Nobody was paying much attention when Cody won the coin toss. He broke the rack and starting putting away balls, ran them for over an hour until he finally missed an easy corner shot on a five ball. He shrugged and smiled at Margaret when she stepped up to the table, but I could tell he wasn't pleased. Something in his eyes, the way the skin on his face shivered for a moment, looking like fur, gone before anybody else could notice it.
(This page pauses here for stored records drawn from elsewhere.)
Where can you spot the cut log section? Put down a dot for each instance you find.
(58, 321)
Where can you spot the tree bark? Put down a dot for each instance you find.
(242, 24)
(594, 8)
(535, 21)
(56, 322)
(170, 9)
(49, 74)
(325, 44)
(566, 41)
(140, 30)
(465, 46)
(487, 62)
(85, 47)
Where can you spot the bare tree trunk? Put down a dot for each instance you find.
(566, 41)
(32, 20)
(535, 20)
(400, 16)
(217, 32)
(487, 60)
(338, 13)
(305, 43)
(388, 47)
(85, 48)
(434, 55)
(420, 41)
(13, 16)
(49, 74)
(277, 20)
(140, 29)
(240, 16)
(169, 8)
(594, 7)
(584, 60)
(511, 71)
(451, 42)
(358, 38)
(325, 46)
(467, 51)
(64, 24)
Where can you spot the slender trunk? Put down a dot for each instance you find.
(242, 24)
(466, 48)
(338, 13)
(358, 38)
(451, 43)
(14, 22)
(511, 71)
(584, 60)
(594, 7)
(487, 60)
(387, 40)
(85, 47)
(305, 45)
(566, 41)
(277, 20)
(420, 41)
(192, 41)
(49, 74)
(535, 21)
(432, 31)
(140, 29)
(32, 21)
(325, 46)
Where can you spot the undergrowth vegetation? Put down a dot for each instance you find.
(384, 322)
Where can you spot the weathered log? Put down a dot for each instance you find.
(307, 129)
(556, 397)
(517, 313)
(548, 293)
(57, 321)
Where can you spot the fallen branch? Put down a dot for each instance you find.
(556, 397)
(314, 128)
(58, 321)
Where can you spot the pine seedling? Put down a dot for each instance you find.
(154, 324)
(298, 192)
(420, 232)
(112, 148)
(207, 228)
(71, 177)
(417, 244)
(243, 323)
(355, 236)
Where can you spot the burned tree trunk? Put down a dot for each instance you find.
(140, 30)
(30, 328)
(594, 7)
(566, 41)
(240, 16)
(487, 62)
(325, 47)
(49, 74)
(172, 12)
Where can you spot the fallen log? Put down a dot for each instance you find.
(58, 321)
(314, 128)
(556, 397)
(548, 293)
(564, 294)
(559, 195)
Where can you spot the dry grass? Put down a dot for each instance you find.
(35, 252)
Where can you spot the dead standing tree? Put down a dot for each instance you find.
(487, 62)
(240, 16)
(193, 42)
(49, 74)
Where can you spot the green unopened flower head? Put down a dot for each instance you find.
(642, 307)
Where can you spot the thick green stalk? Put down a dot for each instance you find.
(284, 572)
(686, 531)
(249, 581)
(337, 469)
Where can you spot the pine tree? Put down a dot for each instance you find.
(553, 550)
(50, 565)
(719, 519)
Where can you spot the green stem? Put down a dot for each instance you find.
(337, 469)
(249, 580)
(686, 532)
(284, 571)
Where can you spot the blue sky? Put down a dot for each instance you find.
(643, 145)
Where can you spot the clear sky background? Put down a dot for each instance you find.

Margaret, she's been going through racks ever since—three days now. Nobody's seen playing like this before. Talk's gone dead. The other tables are empty and Jimmy's cut the lights above them. Everybody just drinking their beer, smoking and watching. Going home to sleep, going to work, but always coming back, shaking their heads when they see she's still at the table, sinking those balls.
First they were waiting for her to miss. Now they're just wondering how long she can stand there at the table, bright-eyed and smiling, playing like she just got up. I think of telling them, she can stand there forever and she's never going to miss, but I hold my peace because I'm curious, too. Not about how long she can keep it up, but what she's up to.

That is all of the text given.